El Paso County has seen fewer confirmed coronavirus cases and hospitalizations in recent days, but it continues to have one of the highest death tolls in Colorado.
The county's "busiest front" in the coronavirus fight is in long-term care facilities that have had outbreaks and are likely to see the "overwhelming majority" of the county's deaths going forward, said Dr. Leon Kelly, public health deputy medical director.
El Paso County has seen 28 coronavirus deaths as of Tuesday — second only to Denver, which has 31 deaths as of Tuesday. It also had 463 confirmed cases and 131 cumulative hospitalizations as of Monday, county data show.
"Collectively as a community we have still got a big battle on our hands," Kelly said.
El Paso County had identified coronavirus outbreaks in eight long-term care facilities as of Tuesday, said Michelle Hewitt, a spokeswoman for the agency. Denver County had confirmed 13 outbreaks as of Tuesday, said Eric Escudero, the Denver Joint Information Center.
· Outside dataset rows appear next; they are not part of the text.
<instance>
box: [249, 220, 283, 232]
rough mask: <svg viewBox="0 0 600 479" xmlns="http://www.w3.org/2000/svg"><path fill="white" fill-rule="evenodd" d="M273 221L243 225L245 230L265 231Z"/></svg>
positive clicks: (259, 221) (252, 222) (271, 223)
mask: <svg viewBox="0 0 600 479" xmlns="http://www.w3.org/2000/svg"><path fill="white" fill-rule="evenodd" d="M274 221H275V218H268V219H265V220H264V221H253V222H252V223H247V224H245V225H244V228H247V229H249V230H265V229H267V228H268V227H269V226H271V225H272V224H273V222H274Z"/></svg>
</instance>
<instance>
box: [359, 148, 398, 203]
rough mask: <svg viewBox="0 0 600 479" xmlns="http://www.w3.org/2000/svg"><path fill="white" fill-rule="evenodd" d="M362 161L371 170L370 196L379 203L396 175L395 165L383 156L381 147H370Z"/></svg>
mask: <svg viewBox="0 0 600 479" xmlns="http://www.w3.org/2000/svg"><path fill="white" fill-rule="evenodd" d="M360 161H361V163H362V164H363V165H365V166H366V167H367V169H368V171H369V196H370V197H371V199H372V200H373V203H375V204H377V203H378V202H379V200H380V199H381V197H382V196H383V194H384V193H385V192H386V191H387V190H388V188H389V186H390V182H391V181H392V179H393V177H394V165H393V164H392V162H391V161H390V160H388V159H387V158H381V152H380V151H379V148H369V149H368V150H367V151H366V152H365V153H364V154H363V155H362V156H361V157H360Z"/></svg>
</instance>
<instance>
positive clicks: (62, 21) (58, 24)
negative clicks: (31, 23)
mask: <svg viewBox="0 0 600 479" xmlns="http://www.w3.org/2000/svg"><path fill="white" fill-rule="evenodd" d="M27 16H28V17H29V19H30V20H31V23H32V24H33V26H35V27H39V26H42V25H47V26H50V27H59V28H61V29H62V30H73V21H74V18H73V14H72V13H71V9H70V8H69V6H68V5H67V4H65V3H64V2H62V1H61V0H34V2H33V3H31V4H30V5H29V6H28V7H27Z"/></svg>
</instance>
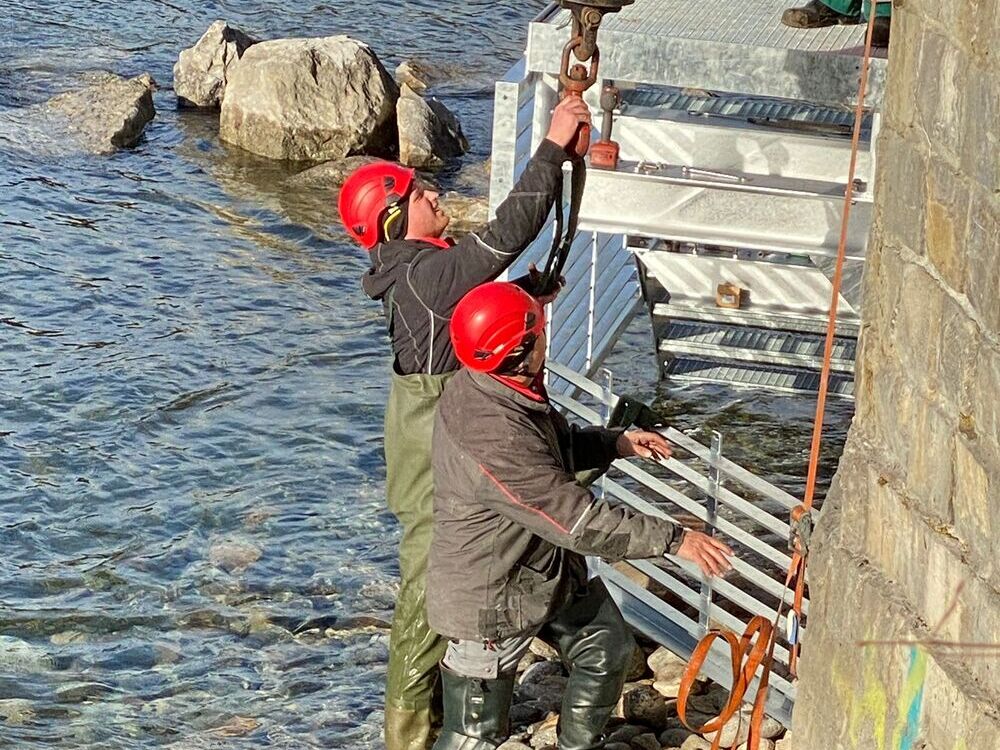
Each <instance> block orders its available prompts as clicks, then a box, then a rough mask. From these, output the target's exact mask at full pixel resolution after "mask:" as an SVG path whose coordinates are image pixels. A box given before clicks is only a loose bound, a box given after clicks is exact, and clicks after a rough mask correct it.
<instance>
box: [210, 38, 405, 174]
mask: <svg viewBox="0 0 1000 750" xmlns="http://www.w3.org/2000/svg"><path fill="white" fill-rule="evenodd" d="M398 97H399V90H398V88H397V87H396V83H395V82H394V81H393V80H392V78H390V77H389V74H388V73H387V72H386V70H385V68H384V67H382V63H381V62H379V60H378V58H377V57H376V56H375V53H374V52H372V50H371V49H370V48H369V47H368V46H367V45H365V44H362V43H361V42H359V41H356V40H354V39H351V38H350V37H347V36H332V37H322V38H316V39H277V40H273V41H268V42H260V43H259V44H255V45H253V46H252V47H250V48H249V49H247V50H246V52H245V53H244V54H243V58H242V59H241V61H240V64H239V65H237V66H235V68H234V69H233V70H232V71H231V74H230V77H229V81H228V83H227V85H226V96H225V98H224V99H223V100H222V113H221V116H220V120H219V128H220V131H219V132H220V135H221V137H222V139H223V140H225V141H227V142H229V143H232V144H234V145H236V146H239V147H240V148H243V149H246V150H247V151H251V152H253V153H255V154H259V155H261V156H266V157H269V158H272V159H292V160H304V161H323V160H327V159H335V158H338V157H343V156H349V155H352V154H362V153H365V154H386V153H391V152H392V151H393V150H394V146H395V144H396V122H395V108H396V100H397V98H398Z"/></svg>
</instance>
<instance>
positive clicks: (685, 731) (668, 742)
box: [660, 727, 693, 748]
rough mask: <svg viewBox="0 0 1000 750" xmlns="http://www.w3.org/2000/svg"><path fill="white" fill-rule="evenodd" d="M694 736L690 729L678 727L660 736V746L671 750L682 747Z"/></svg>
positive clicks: (667, 731) (661, 733)
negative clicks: (685, 741) (670, 749)
mask: <svg viewBox="0 0 1000 750" xmlns="http://www.w3.org/2000/svg"><path fill="white" fill-rule="evenodd" d="M692 735H693V733H692V732H691V731H690V730H688V729H684V728H680V729H678V728H676V727H675V728H673V729H668V730H666V731H665V732H662V733H661V734H660V745H661V746H663V747H669V748H674V747H680V746H681V745H683V744H684V742H685V741H686V740H687V738H688V737H691V736H692Z"/></svg>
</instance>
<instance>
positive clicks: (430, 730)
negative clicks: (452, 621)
mask: <svg viewBox="0 0 1000 750" xmlns="http://www.w3.org/2000/svg"><path fill="white" fill-rule="evenodd" d="M451 376H452V373H449V374H447V375H397V374H395V373H393V376H392V388H391V391H390V393H389V403H388V404H387V406H386V410H385V462H386V495H387V499H388V504H389V510H391V511H392V512H393V514H394V515H395V516H396V518H397V519H399V523H400V525H401V526H402V528H403V538H402V540H401V541H400V544H399V575H400V586H399V597H398V598H397V600H396V610H395V613H394V614H393V618H392V635H391V640H390V644H389V673H388V676H387V678H386V688H385V746H386V748H387V750H425V748H429V747H431V724H432V722H433V721H436V720H437V718H438V716H439V715H440V708H438V707H434V706H432V703H433V700H432V699H433V697H434V695H435V688H436V686H437V681H438V662H439V661H440V660H441V658H442V657H443V656H444V651H445V646H446V643H447V641H446V640H445V639H443V638H440V637H439V636H438V635H437V634H436V633H434V632H433V631H432V630H431V629H430V627H429V626H428V625H427V610H426V579H427V555H428V553H429V551H430V545H431V528H432V523H433V503H434V485H433V483H432V479H431V432H432V429H433V426H434V412H435V408H436V407H437V402H438V398H439V397H440V396H441V392H442V391H443V390H444V386H445V383H447V382H448V380H449V379H450V378H451Z"/></svg>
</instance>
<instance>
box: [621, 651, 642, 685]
mask: <svg viewBox="0 0 1000 750" xmlns="http://www.w3.org/2000/svg"><path fill="white" fill-rule="evenodd" d="M645 676H646V652H645V651H643V650H642V648H640V647H639V646H636V647H635V650H634V651H633V652H632V663H631V664H630V665H629V668H628V671H627V672H626V673H625V679H626V680H627V681H629V682H634V681H635V680H641V679H642V678H643V677H645Z"/></svg>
The three El Paso County facilities with the largest outbreaks have all had 10 or more residents test positive and several deaths, Hewitt said. Laurel Manor Care Center, has had six deaths. MorningStar at Mountain Shadows has had four deaths, and Winslow Court Assisted and Senior Living, has had two residents die, she said.
In long-term care facilities that have more than 10 cases of coronavirus, it's likely many people were exposed and the outbreaks will be tough to contain among the residents, said Dr. Jeff Wallace, a geriatrician at the CU Anschutz Multidisciplinary Center on Aging.
"You are just keeping score now to see who is going to be impacted," he said, in an interview.
In long-term care facilities with less than five cases, the staff can isolate patients well and likely control the outbreaks, he said.
"The facilities are getting really quite good right now at monitoring, isolating," he said.
Nursing homes across Colorado have also taken preventative steps such as not allowing any nonessential visitors into buildings and while nursing homes are likely to have sporadic cases, he expects to see fewer large clusters, Wallace said.
El Paso County Public health officials are working with a total of 22 facilities who have seen residents with respiratory symptoms, complaints or exposure concerns, Hewitt said. Outbreaks in long-term care facilities are concerning because many of the residents are likely to have underlying health conditions that make them susceptible to the disease.
Kelly also highlighted positive coronavirus data for El Paso County. For example, daily hospitalizations have dropped from 12 on March 31 to 3 on Sunday, the data show. The number of daily positive cases has also dropped from 33 on April 2 to 12 as of Monday, he said.
Most of the new cases have been identified among hospital workers and long-term care residents, Kelly said. A federally sponsored testing site operated by UCHealth has been focused on testing first responders and health care workers since last week. It expanded to elderly patients on Sunday.
The county is preparing for a surge of patients by working with Optum to set up some alternative care facilities in vacant outpatient surgery centers, Kelly said. The centers could help care for patients who do not need to be hospitalized, but cannot go home, he said.
The county is hoping to have space for 350 additional beds outside of the hospitals, he said.
"We are all moving collectively in the right direction," he said.